We also think that there is greater scope for creative and thorough teaching through a more theme-based approach to the curriculum, especially if this allows children to become more deeply involved in what they are taught. The 2-hour Main Lesson on a topic lasting several weeks has become one of the most successful and distinguishing features of Steiner teaching, for it allows teachers to cover the curriculum intensively and economically, and for pupils to develop their skills and capacity to focus on a task. Furthermore we are delighted with the recognition of the importance of play, although the fact that play is also joyful and not only utilitarian has been omitted. The proposal to strengthen the SEAL framework across the curriculum is both timely and vital.
“We have some reservations, however, about some of Sir Jim’s other recommendations. While we understand the thinking behind his proposal that summer-born children should start school in the September term after their fourth birthday, if their parents wish it, we note the research evidence that indicates there is considerable variation in the age at which children are developmentally and neurologically ready to read and write. Boys are often later than girls in developing fine motor and language skills and the ability to sit still. Children born prematurely, or children who are born during the summer months can be 9-12 months younger than their peers in terms of neurological development.

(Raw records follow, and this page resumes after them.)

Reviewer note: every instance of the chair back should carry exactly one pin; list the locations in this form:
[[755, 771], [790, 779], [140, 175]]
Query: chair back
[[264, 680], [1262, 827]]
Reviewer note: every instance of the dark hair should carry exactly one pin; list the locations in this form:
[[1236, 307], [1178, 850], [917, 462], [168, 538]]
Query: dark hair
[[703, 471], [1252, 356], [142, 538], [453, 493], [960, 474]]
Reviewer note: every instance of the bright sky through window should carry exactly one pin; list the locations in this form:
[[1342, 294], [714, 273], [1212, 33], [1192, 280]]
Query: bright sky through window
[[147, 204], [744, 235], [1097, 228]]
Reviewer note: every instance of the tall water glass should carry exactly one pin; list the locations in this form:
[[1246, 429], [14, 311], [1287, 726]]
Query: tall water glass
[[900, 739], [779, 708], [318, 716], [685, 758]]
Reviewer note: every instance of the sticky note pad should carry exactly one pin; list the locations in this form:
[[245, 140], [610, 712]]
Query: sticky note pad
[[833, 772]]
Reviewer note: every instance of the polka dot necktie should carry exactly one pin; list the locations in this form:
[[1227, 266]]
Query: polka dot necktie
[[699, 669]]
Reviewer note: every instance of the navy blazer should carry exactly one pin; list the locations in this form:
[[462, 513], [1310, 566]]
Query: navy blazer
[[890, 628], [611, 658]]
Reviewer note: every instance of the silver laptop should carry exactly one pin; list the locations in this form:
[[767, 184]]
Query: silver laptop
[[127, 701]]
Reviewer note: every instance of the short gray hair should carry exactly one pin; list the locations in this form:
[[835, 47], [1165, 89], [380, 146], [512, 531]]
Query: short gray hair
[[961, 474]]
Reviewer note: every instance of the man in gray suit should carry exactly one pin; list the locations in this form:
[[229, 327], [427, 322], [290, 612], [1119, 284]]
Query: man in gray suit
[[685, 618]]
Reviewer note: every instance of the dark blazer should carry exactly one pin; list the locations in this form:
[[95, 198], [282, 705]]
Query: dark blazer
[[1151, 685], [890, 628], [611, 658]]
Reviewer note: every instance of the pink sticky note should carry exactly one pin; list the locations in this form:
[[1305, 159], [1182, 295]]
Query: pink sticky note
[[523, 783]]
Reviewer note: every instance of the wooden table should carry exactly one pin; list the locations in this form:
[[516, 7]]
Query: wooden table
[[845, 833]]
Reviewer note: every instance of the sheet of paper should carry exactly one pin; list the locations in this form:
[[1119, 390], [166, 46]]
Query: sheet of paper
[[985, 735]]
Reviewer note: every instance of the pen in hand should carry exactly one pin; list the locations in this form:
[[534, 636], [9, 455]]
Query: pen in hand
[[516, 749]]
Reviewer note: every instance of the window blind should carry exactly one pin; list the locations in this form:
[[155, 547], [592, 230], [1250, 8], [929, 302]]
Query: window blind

Steiner schools work with a model of child development which considers the period from birth to six years old as being of critical importance in establishing the learning attitudes that children will take with them throughout their lives. Only when a child is physically, mentally, socially and linguistically ready should he or she be considered properly ready for formal education. In many cases, children are not ready before their seventh year.
“To give just one example to bear this out, a recent research study in Northern Ireland (where children start school at 4 years old) quoted by Sally Goddard Blythe of the Institute for Neuro-Physiological Psychiatry (INPP) of 339 children of 5-6 years old showed that 48% of them had immature physical skills. In a study of 400 8-9 year olds, 35% of them still showed signs of physical immaturity. Northern Ireland has the lowest compulsory school starting age in Europe (4 years old). In most of Europe, with the exception of Malta, the Netherlands, Scotland and England, the starting age is at 6 years old or 7 years old. This includes Denmark, Finland, France, Germany, Norway and Sweden, in fact those countries with the most successful economies.
“We believe that it is quite possible for teachers to identify when children are physically ready for formal learning – balance, posture and motor skills provide indications of maturity in the central nervous system of the developing child and can be assessed at key stages in development. Steiner school teachers are trained in these techniques and use them to assess when children are ready to leave Kindergarten and move into Class 1.
“Children who are delayed in their physical development need more time involved in general physical activities before being ready to integrate fine motor and visual integration tasks. The consequences of not giving children the time to play and become ready for formal learning can be disastrous for their future ability to make the most of their education. Scotland and Wales have examined the evidence and both countries are moving towards the Nordic model of a later start to formal education. In Wales, the starting age is now 7 years old.”
The question to Ed Balls and Sir Jim Rose must be: what do you know about early childhood that most of Europe, including Scotland and Wales, don’t?
“The other huge issue, which is not addressed by Sir Jim, because it was excluded from his brief, is the whole question of the national curriculum SATs tests for 11-year olds. Are teachers going to have the time to give to Sir Jim’s ambitions for improving, for example, children’s speaking and listening skills, when they expect to devote hours to coaching children for the tests? The use of the tests for the publication of national performance tables means that schools are judged on the results and it is unrealistic to think that schools will not continue to give a very high priority to preparing their pupils for them.”